Someone could ask: “But is it efficient, to organise user test whenever someone proposes other solutions? It could end with a lot of wasted time and resources.” Yes, if this kind of situation occurs, it could be very problematic. But most of the time, only one ‘test’ should be enough to mark boundaries of competences for a long time clearly.
Same situation when we calmly and deeply explain our point of view. But a similar question arises: “But is it a good idea to explain my every decision?”. The answer is the same as before - most probably, you will not have to. The single deep explanation should prove your skill and prevent next discussions in this matter.
But sometimes you will face someone who will bring out the heaviest guns to prove his point. Someone ready for a fight to the death. In this case, there is a very high probability that discussion about the product will evolve into something more - fight for self-esteem. As professionals, of course, we don’t want to be part of those conflicts. But sometimes we don’t have a choice - especially when assignments are not up to us or participating in the project is very important.
The first thing that you could do is to change your attitude - try to see the problematic person not as an enemy but as a valuable ally, your trump card. Earning respect from someone with a big ego can be very helpful. In case of some other team issues, having that guy* on our side can solve many problems.

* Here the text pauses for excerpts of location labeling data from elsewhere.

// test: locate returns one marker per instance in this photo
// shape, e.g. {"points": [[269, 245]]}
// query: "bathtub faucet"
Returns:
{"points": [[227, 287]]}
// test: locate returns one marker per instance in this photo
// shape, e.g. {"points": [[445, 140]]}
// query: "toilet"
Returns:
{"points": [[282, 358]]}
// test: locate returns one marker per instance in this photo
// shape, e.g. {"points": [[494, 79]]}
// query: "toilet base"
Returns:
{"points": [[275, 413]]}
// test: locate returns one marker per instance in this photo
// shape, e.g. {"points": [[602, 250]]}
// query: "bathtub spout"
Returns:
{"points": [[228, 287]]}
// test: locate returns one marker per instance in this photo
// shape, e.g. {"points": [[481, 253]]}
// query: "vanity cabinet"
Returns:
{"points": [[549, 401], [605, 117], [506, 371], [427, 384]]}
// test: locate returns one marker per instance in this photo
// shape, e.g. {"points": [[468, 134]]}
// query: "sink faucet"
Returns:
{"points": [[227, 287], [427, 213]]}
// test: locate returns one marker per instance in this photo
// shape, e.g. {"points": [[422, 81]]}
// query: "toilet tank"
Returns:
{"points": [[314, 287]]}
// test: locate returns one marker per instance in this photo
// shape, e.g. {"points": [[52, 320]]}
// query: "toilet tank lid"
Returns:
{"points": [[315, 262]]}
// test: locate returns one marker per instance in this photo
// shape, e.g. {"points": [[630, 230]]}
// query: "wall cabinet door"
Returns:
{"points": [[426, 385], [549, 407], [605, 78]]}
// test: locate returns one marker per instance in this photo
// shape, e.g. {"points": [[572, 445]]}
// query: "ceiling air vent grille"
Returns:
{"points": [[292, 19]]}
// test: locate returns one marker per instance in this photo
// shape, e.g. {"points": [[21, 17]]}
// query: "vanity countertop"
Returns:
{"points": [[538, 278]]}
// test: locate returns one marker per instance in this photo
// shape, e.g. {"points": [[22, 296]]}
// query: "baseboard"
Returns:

Second: compromise. Assume that we have five fixes to implement. As an expert, you could choose 3, that you know are less important for the project and agree to do it ‘his’ way. You could tell something like: “Ok, I have an idea: let’s do those three as you want, and this two my way”. In this case, we are taking advantage of our experience and at the same time, we are giving our co-worker something that he really wants - a sense of competence. This way, we can save our project from serious damage.
And the third thing: don’t fear to tell about your successes (but don’t exaggerate!). By simply pointing places (from time to time) where your decisions give positive value to project, can convince someone that you know how to do your job.
Working with people, no matter the industry, often is more difficult than technical tasks. When reading any guides and taking advice about team cooperation, it is good to remember one crucial thing - no tool or advice gives you a 100% chance of solving any human issue. It just not works this way. All you can do is to search for the best methods for a particular case, increase chances for success and improvise because all people are different. This attitude should make you more patient and curious - and this is essential when working as a User Experience Designer.